Water dispersions of natural graphene based carbon nanoparticles: ESR spin probe study

Abstract

Dynamic and phase behavior of an aqueous dispersion of shungite carbon (ShC) nanoparticles, one of natural graphene-like nanomaterials structured in a special way in an aqueous medium, is of considerable interest, as in the case of other carbon nanomaterials, due to its effects and presumable technological and biomedical applications. ShC nanoparticles in aqueous dispersions of different composition were studied in the temperature range 7–60°C using electron spin resonance (ESR) technique of stable spin probes. Hydrophobic probe 5-DOXYL stearic acid was introduced into the structure of hydrated ShC nanoparticles. Hydrophilic probe 4-oxo-TEMPO was dissolved in the surrounding bulk solvent. It is assumed that an increase in the immobilization of the hydrophobic probe in the presence of NaCl, urea, HCl, NaOH, sucrose is associated with a change in the state of hydration of ShC nanoparticles. At the same time, an increase in the carbon concentration during the evaporation of water did not cause changes in the dynamics of the probe until the nanoparticles were dehydrated. Changes in hydration of the hydrophobic probe on the ShC nanoparticles at a temperature of about 17–20°C can be associated with a change in the state of nanoparticle dispersion near the critical mixing temperature of the main and metastable phases.
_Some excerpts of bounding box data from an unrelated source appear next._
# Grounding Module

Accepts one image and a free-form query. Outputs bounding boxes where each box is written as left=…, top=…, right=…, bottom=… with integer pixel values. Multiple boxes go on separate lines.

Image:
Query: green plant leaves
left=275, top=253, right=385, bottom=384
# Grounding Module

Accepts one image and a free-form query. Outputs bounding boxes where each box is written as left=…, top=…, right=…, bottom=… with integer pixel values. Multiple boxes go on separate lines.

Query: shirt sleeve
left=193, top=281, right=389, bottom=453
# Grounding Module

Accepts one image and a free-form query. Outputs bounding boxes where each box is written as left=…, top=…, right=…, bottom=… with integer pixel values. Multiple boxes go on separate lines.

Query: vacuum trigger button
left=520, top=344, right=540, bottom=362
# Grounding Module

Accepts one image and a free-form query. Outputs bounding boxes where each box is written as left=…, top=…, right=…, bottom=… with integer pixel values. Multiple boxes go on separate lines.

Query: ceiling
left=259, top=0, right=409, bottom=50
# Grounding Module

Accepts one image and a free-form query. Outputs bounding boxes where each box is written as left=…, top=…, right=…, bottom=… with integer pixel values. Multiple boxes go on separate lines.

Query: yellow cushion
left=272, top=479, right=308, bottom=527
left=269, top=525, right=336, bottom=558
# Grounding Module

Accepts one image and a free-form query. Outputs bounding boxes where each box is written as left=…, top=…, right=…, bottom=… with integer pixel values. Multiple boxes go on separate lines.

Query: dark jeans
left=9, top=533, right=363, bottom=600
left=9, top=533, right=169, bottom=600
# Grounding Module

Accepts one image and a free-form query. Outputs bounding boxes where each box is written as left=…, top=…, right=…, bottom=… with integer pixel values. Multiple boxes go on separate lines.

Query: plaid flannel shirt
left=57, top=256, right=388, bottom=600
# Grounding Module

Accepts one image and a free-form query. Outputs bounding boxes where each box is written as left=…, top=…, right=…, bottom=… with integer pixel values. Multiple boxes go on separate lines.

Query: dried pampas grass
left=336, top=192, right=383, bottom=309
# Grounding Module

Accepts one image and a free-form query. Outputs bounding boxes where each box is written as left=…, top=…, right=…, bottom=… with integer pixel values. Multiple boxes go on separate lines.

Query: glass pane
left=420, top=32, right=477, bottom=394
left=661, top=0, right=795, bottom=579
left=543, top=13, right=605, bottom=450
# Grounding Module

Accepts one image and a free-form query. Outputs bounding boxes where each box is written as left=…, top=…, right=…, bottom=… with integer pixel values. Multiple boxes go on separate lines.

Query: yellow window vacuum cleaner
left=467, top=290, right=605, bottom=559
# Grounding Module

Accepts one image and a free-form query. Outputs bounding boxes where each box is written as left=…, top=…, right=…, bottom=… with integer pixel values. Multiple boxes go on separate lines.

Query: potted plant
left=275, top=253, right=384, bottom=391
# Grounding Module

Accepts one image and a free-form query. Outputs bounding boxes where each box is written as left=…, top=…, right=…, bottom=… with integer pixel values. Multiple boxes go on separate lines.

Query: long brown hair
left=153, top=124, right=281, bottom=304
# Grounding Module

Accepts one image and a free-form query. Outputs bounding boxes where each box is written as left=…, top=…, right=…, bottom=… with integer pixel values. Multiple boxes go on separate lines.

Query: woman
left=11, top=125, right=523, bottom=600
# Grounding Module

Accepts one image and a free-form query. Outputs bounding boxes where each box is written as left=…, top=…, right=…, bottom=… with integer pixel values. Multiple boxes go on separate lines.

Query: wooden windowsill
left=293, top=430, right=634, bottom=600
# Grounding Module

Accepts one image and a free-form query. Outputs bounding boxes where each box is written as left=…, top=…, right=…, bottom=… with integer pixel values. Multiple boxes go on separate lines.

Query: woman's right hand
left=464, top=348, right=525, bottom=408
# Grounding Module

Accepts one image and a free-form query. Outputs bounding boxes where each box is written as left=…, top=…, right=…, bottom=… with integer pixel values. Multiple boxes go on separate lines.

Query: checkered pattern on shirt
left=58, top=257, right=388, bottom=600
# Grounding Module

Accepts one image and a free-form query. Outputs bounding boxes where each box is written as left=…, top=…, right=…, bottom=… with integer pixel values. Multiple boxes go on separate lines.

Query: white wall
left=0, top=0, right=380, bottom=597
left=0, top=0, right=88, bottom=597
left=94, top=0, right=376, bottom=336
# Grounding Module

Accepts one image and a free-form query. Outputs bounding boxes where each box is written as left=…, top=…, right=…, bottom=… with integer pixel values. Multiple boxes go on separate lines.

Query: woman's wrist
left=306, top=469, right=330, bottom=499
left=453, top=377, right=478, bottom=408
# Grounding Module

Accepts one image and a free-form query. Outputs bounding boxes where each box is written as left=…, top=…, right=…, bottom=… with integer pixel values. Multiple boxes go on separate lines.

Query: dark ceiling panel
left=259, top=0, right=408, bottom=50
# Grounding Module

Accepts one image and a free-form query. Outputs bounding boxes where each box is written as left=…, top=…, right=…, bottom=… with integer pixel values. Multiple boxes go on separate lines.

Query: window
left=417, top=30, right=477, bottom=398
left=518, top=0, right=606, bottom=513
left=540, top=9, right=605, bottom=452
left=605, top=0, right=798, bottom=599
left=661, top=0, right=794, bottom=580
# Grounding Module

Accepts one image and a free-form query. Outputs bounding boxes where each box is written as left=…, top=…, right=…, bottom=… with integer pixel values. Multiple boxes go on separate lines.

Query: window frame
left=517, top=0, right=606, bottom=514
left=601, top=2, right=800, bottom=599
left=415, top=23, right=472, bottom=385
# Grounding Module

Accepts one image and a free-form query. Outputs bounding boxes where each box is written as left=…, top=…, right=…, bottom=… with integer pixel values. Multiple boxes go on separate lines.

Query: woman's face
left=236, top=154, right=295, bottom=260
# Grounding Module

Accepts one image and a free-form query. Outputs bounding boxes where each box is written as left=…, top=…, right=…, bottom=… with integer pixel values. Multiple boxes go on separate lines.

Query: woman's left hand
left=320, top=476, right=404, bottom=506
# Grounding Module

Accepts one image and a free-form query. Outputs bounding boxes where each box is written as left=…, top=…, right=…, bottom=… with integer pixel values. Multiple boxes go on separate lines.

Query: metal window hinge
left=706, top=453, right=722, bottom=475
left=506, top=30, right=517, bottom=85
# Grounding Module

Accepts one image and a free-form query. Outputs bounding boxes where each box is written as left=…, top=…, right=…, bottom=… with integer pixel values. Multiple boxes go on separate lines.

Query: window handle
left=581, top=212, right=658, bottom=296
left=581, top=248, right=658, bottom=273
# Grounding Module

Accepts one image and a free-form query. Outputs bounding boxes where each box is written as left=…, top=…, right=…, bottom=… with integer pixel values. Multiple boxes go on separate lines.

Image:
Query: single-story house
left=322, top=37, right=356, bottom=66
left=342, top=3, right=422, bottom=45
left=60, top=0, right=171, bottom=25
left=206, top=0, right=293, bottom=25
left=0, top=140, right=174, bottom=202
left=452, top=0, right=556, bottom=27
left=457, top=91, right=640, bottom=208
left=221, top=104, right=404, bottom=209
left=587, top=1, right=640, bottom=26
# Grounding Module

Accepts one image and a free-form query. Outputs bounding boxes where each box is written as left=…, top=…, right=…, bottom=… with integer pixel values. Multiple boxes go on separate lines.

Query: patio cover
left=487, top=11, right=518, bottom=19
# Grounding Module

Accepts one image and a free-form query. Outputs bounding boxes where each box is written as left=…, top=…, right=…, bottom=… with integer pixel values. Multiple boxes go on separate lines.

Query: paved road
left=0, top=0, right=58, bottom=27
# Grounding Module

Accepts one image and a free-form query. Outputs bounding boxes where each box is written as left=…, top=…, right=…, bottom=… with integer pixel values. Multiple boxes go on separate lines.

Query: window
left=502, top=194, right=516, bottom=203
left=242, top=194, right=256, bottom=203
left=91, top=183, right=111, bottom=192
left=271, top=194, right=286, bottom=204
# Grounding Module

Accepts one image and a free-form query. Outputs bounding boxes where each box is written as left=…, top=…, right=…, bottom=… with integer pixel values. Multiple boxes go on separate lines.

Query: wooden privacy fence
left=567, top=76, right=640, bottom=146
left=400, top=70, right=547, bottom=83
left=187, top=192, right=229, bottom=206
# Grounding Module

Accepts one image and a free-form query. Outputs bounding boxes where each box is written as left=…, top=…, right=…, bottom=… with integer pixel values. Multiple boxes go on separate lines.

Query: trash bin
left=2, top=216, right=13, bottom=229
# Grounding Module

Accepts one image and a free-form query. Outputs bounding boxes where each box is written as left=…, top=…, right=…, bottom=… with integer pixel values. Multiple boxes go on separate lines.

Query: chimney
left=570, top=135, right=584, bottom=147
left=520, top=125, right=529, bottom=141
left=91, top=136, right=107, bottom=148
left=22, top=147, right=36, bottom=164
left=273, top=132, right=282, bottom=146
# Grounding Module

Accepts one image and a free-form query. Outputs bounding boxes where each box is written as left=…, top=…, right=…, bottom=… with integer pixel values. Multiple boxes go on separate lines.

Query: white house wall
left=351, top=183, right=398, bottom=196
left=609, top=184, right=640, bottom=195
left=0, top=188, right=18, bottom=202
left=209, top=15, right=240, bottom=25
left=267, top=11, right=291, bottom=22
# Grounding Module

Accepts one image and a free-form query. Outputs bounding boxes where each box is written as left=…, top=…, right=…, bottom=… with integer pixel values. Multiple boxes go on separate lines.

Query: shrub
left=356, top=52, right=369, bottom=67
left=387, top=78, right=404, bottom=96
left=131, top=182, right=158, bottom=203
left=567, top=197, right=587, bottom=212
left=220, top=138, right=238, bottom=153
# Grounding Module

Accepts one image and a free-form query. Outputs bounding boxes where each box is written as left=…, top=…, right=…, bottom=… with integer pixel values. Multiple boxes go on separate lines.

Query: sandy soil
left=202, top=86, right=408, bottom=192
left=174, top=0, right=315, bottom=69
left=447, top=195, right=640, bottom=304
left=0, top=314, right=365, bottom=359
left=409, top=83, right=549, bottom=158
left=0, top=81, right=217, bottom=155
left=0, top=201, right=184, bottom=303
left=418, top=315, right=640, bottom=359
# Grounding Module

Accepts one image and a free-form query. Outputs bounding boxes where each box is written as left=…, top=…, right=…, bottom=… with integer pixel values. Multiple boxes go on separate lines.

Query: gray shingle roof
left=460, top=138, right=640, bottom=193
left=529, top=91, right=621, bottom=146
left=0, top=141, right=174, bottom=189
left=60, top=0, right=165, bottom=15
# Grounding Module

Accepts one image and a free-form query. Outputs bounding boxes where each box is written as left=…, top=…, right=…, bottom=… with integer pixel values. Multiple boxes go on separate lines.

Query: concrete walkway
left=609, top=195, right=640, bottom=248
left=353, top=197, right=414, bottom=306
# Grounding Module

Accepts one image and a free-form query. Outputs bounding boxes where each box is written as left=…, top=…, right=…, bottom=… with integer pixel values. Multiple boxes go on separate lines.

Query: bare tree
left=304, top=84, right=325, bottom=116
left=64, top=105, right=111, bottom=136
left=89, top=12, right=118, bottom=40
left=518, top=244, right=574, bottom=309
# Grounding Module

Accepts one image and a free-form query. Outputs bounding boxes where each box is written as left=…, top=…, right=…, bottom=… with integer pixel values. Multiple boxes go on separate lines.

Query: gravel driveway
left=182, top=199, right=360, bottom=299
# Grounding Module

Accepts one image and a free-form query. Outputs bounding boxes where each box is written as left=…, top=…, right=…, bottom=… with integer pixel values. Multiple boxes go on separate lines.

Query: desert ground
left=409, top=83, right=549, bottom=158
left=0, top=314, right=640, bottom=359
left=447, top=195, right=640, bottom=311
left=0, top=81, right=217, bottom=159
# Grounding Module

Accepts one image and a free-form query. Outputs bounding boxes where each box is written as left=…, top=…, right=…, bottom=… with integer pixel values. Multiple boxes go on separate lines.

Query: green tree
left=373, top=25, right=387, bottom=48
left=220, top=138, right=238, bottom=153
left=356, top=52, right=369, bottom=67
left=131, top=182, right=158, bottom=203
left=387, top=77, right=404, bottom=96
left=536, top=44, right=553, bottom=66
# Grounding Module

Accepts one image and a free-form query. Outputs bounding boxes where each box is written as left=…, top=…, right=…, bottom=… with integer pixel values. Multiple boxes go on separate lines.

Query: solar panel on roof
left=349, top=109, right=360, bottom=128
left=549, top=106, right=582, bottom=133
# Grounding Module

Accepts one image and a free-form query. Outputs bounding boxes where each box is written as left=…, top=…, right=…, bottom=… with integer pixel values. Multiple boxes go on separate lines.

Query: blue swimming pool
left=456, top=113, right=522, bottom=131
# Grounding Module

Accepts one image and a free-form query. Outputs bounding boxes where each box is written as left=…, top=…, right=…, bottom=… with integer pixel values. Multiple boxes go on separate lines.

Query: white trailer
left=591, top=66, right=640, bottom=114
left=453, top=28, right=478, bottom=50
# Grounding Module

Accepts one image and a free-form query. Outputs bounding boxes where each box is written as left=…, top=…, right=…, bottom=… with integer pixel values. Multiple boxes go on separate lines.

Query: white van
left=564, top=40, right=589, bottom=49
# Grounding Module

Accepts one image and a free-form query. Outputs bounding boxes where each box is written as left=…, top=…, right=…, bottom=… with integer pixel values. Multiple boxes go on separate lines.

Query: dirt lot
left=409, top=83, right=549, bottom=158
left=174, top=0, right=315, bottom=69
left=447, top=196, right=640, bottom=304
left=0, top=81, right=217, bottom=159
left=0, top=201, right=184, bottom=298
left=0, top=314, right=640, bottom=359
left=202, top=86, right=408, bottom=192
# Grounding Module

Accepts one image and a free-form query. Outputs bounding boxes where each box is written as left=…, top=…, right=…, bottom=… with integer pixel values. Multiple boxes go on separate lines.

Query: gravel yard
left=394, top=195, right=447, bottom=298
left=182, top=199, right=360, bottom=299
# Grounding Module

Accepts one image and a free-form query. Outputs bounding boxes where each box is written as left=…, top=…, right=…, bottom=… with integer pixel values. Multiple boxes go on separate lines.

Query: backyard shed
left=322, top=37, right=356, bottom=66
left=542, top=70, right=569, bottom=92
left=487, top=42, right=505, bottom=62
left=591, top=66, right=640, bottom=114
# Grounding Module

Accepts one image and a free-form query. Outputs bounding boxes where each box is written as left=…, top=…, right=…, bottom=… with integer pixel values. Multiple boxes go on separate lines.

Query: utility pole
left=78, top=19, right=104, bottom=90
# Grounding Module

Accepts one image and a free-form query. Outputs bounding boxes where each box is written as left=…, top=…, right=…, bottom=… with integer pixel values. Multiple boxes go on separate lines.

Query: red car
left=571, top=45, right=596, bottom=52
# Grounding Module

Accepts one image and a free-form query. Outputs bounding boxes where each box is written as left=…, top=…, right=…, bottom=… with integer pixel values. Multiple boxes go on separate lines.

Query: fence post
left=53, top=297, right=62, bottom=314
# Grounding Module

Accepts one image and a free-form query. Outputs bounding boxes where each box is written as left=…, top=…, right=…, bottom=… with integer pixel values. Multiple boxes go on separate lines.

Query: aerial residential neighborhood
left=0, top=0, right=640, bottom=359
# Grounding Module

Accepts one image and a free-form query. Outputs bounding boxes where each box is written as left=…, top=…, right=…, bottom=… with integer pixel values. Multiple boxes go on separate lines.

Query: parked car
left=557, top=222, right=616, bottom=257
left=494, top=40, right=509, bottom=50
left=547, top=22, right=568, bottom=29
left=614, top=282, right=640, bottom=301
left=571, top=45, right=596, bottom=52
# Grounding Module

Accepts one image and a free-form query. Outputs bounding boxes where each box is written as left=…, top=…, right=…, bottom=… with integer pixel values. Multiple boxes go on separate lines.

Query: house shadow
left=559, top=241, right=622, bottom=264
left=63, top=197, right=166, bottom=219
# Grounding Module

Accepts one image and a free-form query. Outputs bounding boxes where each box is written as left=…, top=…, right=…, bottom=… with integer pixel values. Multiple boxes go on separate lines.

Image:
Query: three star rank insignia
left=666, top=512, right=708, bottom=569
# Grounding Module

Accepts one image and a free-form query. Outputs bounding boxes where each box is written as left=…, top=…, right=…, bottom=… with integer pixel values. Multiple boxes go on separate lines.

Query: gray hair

The sigmoid type Arrhenius dependence of the mobility of both the hydrophilic and hydrophobic probes has maximum steepness in the region of the supercritical mesophase near 37°C. The structural and dynamic variations of the dispersion associated with the change in the dynamic regime in the supercritical mesophase near the Frenkel line are discussed as a probable explanation. The data obtained are interpreted on the basis of a hypothetical phase diagram of the dispersion of fullerenes and ShC nanostructures.